Along with the Project Happiness team consisting of its founder Randy Taran, Maria Linegar, Marsha Clark, and teacher Ward Mailliard, I recently spoke with Paul Curtis, who is Chief Academic and Innovation Officer for the New Technology Foundation in Napa, California. This may be interesting to you if you’re an educator or someone involved with students today. Project-based learning isn’t exactly new, but making it the model for an entire curriculum is certainly not a widespread practice.
New Technology Foundation’s mission is to “Support, refine and build on New Technology High School – a national model of project based learning in a technology rich environment. Disseminate the model – methodology, tools and resources – through replication, subscription and other means. Create and support a network of schools based on the Napa NTHS model that continues to innovate, identify and share best practices.”
Learning for the 21st century includes speaking and writing well – communicating. Critical thinking. And collaboration. They’re modeled more on what the workplace looks like and less on what traditional educational institutions look like. The Foundation disseminates the work – they don’t actually run schools – but they have seeded dozens of schools! And the number is growing rapidly.

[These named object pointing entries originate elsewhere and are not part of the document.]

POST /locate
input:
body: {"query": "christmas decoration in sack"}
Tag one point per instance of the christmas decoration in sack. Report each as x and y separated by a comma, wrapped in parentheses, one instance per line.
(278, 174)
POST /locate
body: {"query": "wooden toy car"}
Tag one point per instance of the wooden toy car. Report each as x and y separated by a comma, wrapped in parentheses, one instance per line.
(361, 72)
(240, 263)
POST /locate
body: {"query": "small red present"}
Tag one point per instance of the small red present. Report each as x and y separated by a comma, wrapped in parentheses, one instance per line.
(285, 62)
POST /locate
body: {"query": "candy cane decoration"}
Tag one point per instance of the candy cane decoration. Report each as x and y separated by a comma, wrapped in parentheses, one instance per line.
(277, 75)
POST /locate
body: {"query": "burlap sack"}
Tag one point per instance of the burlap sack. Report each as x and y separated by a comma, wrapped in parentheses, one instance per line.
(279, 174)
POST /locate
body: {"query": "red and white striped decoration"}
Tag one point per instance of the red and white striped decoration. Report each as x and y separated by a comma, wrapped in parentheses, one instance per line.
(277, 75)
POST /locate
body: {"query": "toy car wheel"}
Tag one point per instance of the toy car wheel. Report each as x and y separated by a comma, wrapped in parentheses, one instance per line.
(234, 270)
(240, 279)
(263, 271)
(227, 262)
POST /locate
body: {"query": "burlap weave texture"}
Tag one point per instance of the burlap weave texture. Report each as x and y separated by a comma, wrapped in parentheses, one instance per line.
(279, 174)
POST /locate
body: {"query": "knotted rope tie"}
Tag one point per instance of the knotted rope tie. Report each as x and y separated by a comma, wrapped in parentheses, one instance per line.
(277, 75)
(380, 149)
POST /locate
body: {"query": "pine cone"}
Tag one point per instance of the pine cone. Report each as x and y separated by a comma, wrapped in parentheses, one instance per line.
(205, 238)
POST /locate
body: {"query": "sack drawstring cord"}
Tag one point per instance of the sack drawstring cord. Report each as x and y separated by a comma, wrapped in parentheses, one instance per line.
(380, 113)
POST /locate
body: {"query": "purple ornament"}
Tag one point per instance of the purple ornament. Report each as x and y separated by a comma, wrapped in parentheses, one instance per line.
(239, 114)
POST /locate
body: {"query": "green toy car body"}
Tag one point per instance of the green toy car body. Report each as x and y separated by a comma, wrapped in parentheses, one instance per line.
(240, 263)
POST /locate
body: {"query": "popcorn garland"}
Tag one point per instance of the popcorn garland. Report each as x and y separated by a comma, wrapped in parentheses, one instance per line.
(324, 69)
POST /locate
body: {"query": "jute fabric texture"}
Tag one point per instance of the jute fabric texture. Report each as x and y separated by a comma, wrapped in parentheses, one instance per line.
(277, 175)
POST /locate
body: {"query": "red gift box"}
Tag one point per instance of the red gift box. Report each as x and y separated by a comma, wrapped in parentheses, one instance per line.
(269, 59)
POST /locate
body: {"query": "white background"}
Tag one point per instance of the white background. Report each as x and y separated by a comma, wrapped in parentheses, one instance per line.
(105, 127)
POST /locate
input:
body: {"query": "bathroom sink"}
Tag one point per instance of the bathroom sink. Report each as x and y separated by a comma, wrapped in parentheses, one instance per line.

In my opinion, “preparing for a career” (in the classical sense) is an almost impossible task today. Years ago, one might prepare for a career as a doctor, or a musician. But today it’s hard to imagine that a career, if viewed as a profession, would even exist longer than 10 or 20 years – let alone for an individual’s productive lifetime. The information learned by engineers graduating from universities today, for instance, has a half-life of 3 years. During an average individual’s lifetime, he or she will have to “retread” several times!